Para paliar este rally alcista, el BCR se ha visto en la necesidad de que quebrar su abstinencia de salir a la calle a vender por encima de los US$ 2,200 millones “ensuciando en demasía la flotación cambiaria”, arriesgándose a recibir un nuevo coscorrón del FMI (2004, 2018).
Para enfrentar la ola, recurrió a la “tabla hawaiana” de los swaps y a los “moris” de los CDRs. El saldo de swaps al 26 de marzo se ha elevado en el año desde US$ 2,249 (S/ 8,135 millones a 0.20% diario) hasta US$ 6,984 millones (S/ 25,615 millones a 0.24% diario) y los Certificados de Depósitos Reajustables al tipo de cambio (CDR) han pasado de un equivalente a US$ 1,769 millones (S/6,392 millones a 0.18% diarios) hasta US$ 2,172 millones (S/7,909 millones al 0.24%). Lo preocupante es que Julio Velarde no sabe si está corriendo la ola larga o la ola corta.
Los que más sufren son los hogares que aún mantienen deudas en dólares y reciben ingresos en soles que se verán en figurillas para cerrar su actual presupuesto de pandemia. Por lo pronto, no son muchos. La dolarización del crédito personal ha bajado de 9% a 8%, donde se aprecia que la dolarización en créditos hipotecarios bajó de 13% a 11%, crédito vehicular aumentó de 15% a 17% y el crédito de consumo se mantuvo en 6%, mientras que la dolarización de los depósitos personales se redujo en el último año de 30% a 27% (febrero 2020/ febrero 2021).

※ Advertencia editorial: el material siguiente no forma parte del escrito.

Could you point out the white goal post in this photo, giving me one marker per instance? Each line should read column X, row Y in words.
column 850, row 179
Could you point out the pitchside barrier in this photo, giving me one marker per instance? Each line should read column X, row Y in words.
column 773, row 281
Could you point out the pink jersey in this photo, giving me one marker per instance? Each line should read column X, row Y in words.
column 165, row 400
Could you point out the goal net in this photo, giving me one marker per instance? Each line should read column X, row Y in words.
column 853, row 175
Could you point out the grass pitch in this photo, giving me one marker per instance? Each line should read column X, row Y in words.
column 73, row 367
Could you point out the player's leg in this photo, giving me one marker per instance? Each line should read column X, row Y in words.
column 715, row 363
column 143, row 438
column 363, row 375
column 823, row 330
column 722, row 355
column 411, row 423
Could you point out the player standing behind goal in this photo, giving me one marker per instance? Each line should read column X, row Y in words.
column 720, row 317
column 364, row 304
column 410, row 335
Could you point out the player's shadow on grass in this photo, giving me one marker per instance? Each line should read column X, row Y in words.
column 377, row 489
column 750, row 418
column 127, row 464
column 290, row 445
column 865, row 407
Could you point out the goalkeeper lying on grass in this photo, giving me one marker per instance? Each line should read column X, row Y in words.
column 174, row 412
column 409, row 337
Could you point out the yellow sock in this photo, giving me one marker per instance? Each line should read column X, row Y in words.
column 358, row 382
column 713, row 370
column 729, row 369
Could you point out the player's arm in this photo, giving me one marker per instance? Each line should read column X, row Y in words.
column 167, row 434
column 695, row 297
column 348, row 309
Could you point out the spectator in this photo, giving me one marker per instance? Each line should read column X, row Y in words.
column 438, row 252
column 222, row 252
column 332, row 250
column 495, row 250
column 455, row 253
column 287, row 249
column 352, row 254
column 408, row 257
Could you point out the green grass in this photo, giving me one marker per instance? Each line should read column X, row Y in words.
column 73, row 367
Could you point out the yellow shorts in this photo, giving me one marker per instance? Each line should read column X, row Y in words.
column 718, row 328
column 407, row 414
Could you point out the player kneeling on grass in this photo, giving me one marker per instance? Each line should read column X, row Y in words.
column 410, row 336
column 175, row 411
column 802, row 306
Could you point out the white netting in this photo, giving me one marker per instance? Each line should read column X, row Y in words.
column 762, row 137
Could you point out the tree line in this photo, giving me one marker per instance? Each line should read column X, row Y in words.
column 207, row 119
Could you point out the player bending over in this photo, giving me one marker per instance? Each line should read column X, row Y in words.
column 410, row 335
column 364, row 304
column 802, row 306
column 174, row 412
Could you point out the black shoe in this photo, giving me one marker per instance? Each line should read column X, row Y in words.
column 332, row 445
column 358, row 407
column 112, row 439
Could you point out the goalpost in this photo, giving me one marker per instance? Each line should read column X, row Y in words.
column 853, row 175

El dólar se mueve a raíz del “Plan de Rescate Americano” de Joe Biden, que inyectará US$ 1.9 billones a la economía -todavía menor a los US$ 3.1 billones de Donald Trump- que incluye un bono de solidaridad de US$ 1,400, un suplemento al seguro de desempleo de US$ 400 a la semana, entre otros, además que de aumentar el sueldo mínimo de US$ 7.25 a US$ 15 la hora, que ofrece “crear 6 millones de empleo y aumentar el PBI en un billón de dólares”.
Al otro lado del río Potomac, sin embargo, Steve Hanke, exasesor económico del presidente Ronald Reagan, señala que “la inflación está a la vuelta de la esquina”, lo que ocasionará que la Reserva Federal (Fed) aumente la tasa de interés (BBC 23/2/21), aunque esta monserga se viene escuchando a los “monetaristas” desde la gigantesca emisión post-crisis del 2008, pero hasta ahora los viejos evangelios se revuelcan en los suelos. Por lo pronto Jerome Powell, presidente de la Fed, ha reconocido que la inflación crecerá un “cachito”, pasará de 1.4% en el 2020 a 2.4% el 2021 (por encima del objetivo de 2%), pero ha ofrecido mantener las tasas de interés cerca a cero hasta el 2024, con lo que ha elevado su pronóstico de crecimiento en el 2021 de 5% a 6.5%.